Pseudo-Phocylides
Michael CoverAbstract
Pseudo-Phocylides is the anonymous author of a 230-line Greek hexameter wisdom poem, the Sentences, likely written in Alexandria between 100 bce and 100 ce. Unlike other writers of Second Temple Jewish literature, the author of the Sentences camouflages his ethnic and religious identity, synthesising the wisdom of Moses with Greek epic, lyric, and philosophical traditions. He attributes his new work to the 6th-century poet Phocylides of Miletus. So great is the author’s facility with Greek metre and topics that the Sentences’ pseudonymous authorship was not recognised until the studies of 16th- and 17th-century humanists, like Joseph Scaliger (1606). The Jewish (or philo-Jewish) nature of the author is betrayed by the use of the Decalogue in the poem’s opening section (Sent. 3–8).
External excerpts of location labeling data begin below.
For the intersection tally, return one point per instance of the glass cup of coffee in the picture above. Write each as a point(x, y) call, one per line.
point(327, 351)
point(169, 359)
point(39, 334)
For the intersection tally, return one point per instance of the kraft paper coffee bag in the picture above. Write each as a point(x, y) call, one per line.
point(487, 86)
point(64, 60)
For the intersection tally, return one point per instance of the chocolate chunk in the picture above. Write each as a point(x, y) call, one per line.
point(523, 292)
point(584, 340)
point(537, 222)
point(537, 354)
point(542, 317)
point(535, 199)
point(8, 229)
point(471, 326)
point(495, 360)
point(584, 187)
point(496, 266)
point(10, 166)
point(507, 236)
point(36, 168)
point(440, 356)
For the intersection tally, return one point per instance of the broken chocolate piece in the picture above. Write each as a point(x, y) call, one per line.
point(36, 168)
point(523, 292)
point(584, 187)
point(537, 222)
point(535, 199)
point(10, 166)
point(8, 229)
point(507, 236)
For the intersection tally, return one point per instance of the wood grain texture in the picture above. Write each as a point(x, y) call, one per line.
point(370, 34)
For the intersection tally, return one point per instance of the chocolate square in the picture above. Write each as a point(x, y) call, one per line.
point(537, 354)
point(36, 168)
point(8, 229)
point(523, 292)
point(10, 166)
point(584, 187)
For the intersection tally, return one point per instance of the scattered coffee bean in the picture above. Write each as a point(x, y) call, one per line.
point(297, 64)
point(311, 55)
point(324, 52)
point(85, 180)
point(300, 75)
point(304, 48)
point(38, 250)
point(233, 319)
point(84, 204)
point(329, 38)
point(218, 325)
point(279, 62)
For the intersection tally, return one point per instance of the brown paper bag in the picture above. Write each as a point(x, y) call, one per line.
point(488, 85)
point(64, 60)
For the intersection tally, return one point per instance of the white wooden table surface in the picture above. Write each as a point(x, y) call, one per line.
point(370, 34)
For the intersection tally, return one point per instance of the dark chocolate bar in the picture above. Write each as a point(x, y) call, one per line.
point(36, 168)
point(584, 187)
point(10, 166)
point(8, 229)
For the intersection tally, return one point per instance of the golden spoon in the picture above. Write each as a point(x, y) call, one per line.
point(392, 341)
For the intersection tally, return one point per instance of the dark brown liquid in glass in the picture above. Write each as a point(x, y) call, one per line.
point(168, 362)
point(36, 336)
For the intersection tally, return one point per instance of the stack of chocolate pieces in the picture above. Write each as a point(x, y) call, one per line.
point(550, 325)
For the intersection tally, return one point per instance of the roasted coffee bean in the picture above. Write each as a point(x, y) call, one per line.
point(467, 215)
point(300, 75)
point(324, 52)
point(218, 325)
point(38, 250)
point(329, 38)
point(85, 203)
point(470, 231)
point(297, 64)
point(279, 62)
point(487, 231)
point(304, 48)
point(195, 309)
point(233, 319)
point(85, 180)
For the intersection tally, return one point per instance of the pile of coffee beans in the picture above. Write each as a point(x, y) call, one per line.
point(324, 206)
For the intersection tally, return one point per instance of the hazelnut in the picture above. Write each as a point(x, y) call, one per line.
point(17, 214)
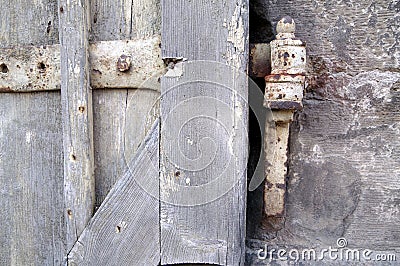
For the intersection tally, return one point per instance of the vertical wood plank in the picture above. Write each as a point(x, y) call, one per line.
point(125, 229)
point(120, 123)
point(76, 97)
point(31, 172)
point(204, 132)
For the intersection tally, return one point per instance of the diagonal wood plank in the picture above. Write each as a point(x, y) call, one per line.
point(125, 229)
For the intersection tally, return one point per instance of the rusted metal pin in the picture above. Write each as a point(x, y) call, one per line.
point(283, 95)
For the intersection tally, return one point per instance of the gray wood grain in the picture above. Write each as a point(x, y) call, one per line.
point(37, 68)
point(200, 140)
point(76, 100)
point(125, 229)
point(125, 19)
point(31, 165)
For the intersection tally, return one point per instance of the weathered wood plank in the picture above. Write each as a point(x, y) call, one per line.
point(37, 68)
point(76, 100)
point(125, 229)
point(31, 186)
point(125, 19)
point(203, 132)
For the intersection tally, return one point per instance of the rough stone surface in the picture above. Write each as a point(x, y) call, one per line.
point(344, 174)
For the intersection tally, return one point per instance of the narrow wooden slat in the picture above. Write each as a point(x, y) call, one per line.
point(31, 168)
point(37, 68)
point(204, 132)
point(76, 100)
point(122, 117)
point(125, 229)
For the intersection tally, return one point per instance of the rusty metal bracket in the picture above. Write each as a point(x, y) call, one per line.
point(283, 95)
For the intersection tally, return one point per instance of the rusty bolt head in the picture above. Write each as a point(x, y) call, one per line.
point(124, 63)
point(286, 25)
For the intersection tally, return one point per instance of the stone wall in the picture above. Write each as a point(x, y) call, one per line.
point(344, 159)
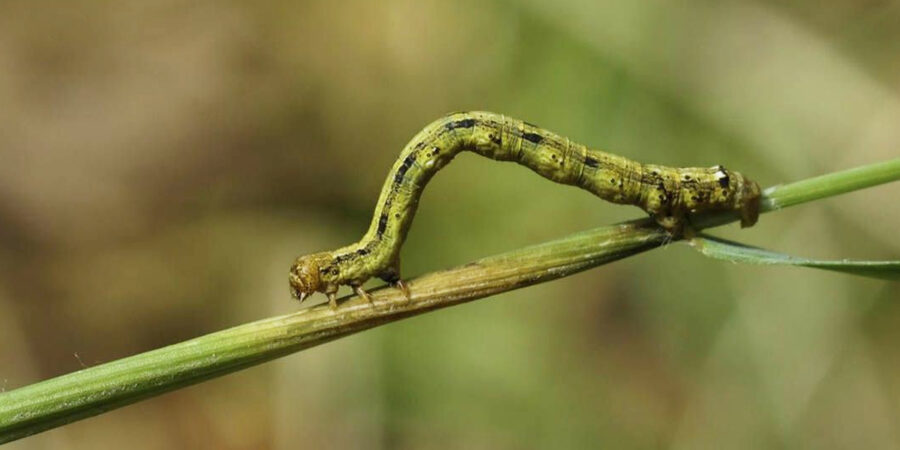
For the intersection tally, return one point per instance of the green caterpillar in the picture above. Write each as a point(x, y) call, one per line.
point(668, 194)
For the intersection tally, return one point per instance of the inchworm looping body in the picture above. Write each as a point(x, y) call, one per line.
point(668, 194)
Since the work’s editio princeps in the early modern period, it has been a favourite educational text—a use which reflects one possible Sitz im Leben in its own historical milieu, as a vehicle for Jewish students learning Greek. Other possible rationales for the pseudepigraphical strategy include the desire to attribute a Mosaic origin to Greek wisdom (the “theft of philosophy”) or to compete in the public arena of gnomic wisdom declamation.